From program bytes to gray pictures
The authors focus on Windows executable files, the kind of programs that commonly spread malware on laptops, desktops, and servers. Instead of dissecting each file by hand or running it in a controlled lab, they read its raw bytes straight through and map each byte to a pixel in a grayscale image. The result is a 224×224 black‑and‑white picture whose textures and blocks reflect structure inside the file: code regions, padding, encrypted payloads, and more. Every file in their dataset is treated this way, whether it is harmless software or one of 33 distinct malware variants spanning five broad families such as ransomware and spyware. 
One model, three answers at once
On top of these images, the team builds a deep‑learning system that works like an experienced customs officer. With a single glance at an incoming picture, it answers three questions at once: Is this file benign or malicious? If malicious, which broad family does it belong to? And which specific variant best describes it? The core of the system is a convolutional network, the same kind of architecture used for everyday image recognition. This shared backbone learns general visual features from the grayscale pictures. Above it sit three parallel output branches that specialize in the three decision levels, so the system can learn how coarse and fine‑grained patterns relate to each other instead of treating each task separately.
Three ways to read hidden structure
To probe what design works best, the authors test three “hybrid” versions of the model. In one, a temporal convolution head treats the flattened image like a sequence and uses dilated filters to connect distant regions, capturing long‑range patterns scattered across the file.
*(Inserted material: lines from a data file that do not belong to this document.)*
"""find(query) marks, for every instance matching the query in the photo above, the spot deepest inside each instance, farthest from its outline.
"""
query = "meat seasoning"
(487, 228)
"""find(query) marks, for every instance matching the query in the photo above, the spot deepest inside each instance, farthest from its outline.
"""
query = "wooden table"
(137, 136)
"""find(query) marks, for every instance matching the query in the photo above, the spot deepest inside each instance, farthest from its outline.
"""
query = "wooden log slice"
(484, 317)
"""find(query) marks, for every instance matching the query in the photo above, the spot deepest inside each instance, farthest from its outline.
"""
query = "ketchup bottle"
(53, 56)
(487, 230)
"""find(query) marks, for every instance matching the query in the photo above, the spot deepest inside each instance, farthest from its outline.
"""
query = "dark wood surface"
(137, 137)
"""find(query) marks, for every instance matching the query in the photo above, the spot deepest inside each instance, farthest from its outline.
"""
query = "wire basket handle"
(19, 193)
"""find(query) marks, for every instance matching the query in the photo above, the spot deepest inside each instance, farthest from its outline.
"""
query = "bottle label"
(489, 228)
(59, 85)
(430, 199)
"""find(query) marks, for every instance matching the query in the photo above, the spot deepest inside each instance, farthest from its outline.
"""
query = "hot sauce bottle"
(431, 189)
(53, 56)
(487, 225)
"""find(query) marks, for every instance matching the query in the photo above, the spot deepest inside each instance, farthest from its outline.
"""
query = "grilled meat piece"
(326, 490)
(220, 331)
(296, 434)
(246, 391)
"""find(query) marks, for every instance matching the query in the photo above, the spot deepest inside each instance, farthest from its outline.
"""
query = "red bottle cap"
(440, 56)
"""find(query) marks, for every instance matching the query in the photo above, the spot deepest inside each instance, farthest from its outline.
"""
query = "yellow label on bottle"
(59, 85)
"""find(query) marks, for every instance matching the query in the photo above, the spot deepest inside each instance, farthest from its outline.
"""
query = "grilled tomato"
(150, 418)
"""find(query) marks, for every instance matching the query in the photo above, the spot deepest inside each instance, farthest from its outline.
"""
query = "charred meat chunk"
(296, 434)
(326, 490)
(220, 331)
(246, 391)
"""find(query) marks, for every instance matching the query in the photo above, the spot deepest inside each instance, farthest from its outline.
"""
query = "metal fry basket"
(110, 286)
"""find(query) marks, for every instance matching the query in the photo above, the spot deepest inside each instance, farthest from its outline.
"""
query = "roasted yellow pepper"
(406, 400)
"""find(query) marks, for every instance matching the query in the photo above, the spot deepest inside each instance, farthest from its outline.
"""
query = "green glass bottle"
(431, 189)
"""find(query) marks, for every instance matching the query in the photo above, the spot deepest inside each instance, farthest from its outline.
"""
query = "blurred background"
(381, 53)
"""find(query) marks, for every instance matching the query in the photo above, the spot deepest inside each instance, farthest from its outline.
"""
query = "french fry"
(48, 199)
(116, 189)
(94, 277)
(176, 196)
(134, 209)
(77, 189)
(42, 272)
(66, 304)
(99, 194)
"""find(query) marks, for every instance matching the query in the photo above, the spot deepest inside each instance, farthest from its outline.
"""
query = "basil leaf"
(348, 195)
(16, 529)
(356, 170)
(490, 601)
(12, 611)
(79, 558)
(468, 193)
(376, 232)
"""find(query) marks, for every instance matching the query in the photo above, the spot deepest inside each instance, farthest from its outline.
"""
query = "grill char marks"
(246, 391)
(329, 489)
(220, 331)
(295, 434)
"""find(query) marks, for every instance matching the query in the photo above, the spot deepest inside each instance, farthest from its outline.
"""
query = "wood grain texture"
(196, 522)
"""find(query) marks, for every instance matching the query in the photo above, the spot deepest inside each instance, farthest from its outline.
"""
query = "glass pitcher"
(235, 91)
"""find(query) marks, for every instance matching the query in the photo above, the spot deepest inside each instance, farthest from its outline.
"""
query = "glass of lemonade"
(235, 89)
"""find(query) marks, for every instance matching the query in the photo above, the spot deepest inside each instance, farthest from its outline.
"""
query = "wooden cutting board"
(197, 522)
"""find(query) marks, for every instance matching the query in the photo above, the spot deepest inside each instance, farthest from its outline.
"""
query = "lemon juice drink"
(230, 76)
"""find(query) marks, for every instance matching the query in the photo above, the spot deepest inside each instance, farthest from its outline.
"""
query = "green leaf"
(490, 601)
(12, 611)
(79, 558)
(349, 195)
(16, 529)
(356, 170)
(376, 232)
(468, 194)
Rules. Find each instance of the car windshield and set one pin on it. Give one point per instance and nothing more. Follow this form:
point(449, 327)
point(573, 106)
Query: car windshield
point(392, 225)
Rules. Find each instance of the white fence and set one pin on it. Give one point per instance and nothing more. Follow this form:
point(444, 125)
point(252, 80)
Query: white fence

A second version adds a capsule‑based head that keeps track of how small parts combine into larger structures, aiming to distinguish closely related variants that share many components. The third version uses a bidirectional sequence layer that reads the image both left‑to‑right and right‑to‑left, mimicking how context on either side of a region can change its meaning. All three are trained on exactly the same balanced dataset, with equal representation of each malware variant and of benign files, to ensure that performance differences reflect architecture rather than data quirks. 
How well does it work?
Across more than 3,000 held‑out test images, the hybrids perform strikingly well. For the simplest question—“malicious or not?”—two of the three reach a flawless 100% accuracy, and the third misses only a handful of benign files, erring on the side of caution. When asked to name the broader family, accuracy remains very high at 97–98%, with only occasional confusion between behaviorally similar groups such as spyware and trojans. The toughest test is to name the exact variant among 33 options. Even here, all three models reach 93–94% accuracy using nothing but grayscale images, and detailed score breakdowns show that most variants are recognized with very high reliability. One design, pairing the convolutional backbone with temporal convolutions, offers the most balanced performance across all variants.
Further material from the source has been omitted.